For those that haven’t been following, there have been anti-government protests in Venezuela the last two weeks. They have turned violent and a number of people have died. This has been reported in the United States as peaceful protesters and a repressive government reaction to them. Now, I’m not saying that the Venezuelan government is blameless in this. In particular, it seems that Bolivarian Intelligence Service (SEBIN) has been responsible for some of the deaths. But we know this because the government reported it (Spanish language) and has made arrests and is continuing to investigate the case.
What seems to be going on is that the same anti-government groups as always are protesting the government. Dan Beeton provides a good rundown of the history, Violent Protests in Venezuela Fit a Pattern. The most important part of this is that these are the same people who were responsible for the 2002 coup against Hugo Chavez. And these are the same people who claimed that Nicolas Maduro’s election victory last year was a fraud. Then they claimed that the municipal elections in December would show that the people really were behind them. After they lost those elections by 10 percentage points, they didn’t even try to claim fraud.

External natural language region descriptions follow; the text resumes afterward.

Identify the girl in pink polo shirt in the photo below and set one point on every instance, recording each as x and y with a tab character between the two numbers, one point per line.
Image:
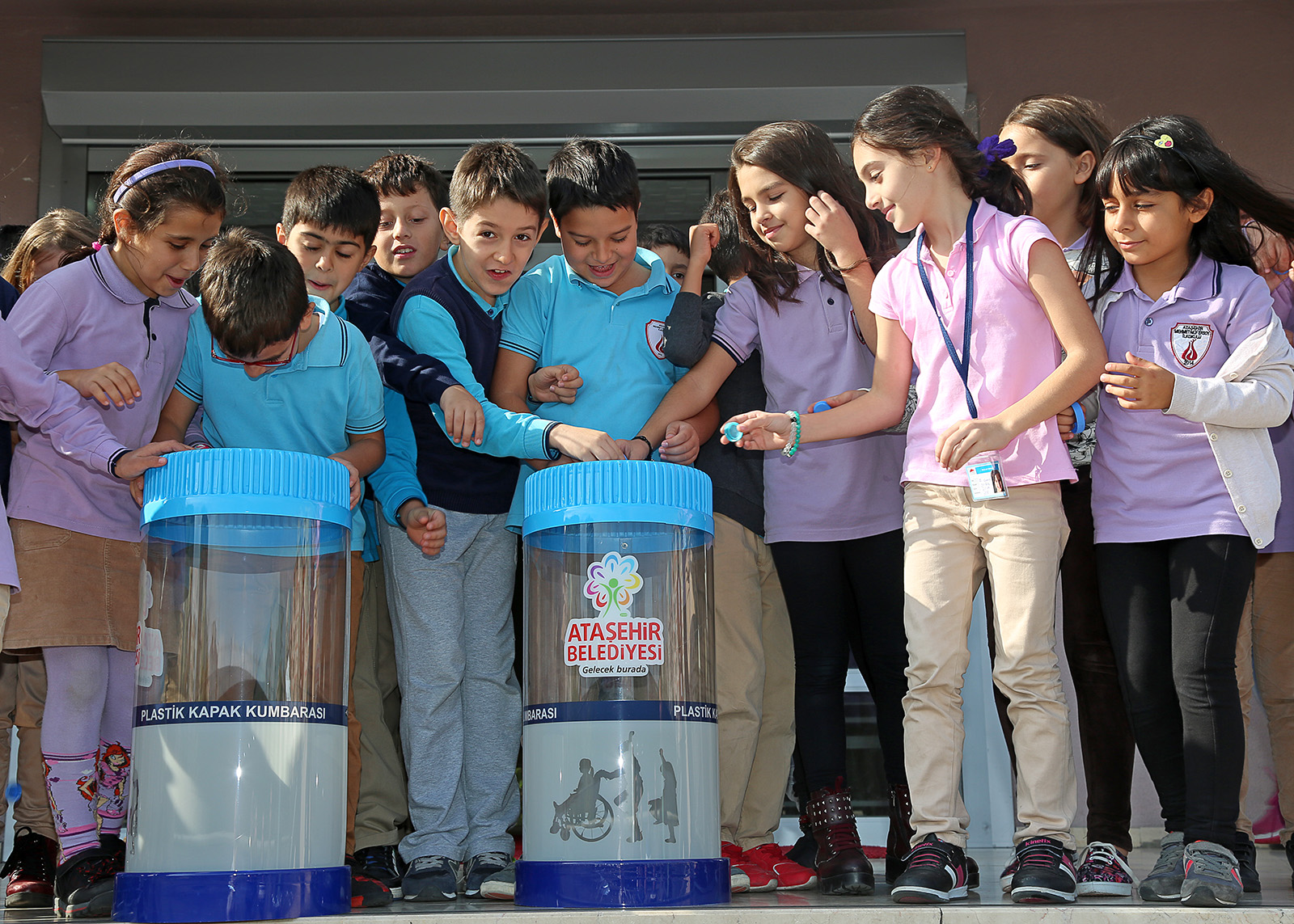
113	325
832	513
981	302
1184	483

I think we see much the same kind of thing there as we do here with the conservative movement. They know that their policies (basically to sell off the oil industry to corporate giants) are unpopular. So they can’t depend upon democracy. Instead, they try to take power by other means. But it looks now like the anti-government forces are fracturing and fighting among themselves. There is some evidence that factional fighting is responsible for some of the deaths in this struggle.

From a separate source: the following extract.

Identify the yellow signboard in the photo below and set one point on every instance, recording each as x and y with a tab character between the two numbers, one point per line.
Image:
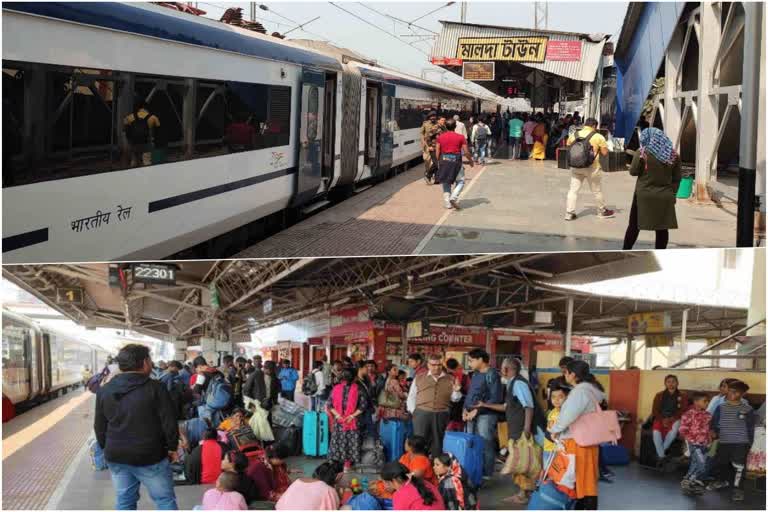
515	49
649	323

The opposition could try to craft policies that appeal to a larger part of the electorate. But instead, their plan is to overthrow the government. And this isn’t just speculation. During these protests (just as in the past), opposition leaders have explicitly argued that the people have the right to overthrow their democratically elected government. Let’s be clear here: that behavior would get anyone in the United States arrested for treason. But when opposition leaders say that in Venezuela, they are suddenly heroes?! It’s outrageous.
I’m none too thrilled with the way that the Venezuelan government has responded to all of this. But given the actions of anti-democratic opposition forces in the country’s recent history, it is hard to blame the government for their current actions and, frankly, quite a bit more.
The best place to go for information about what’s going on in Venezuela right now is The Americas Blog. I’m not saying that they don’t have their own biases, but they at least look at the facts and put them into perspective. They are a whole lot more objective than the usual corporate media whose response is always that the Venezuelan government is wrong and needs to be overthrown.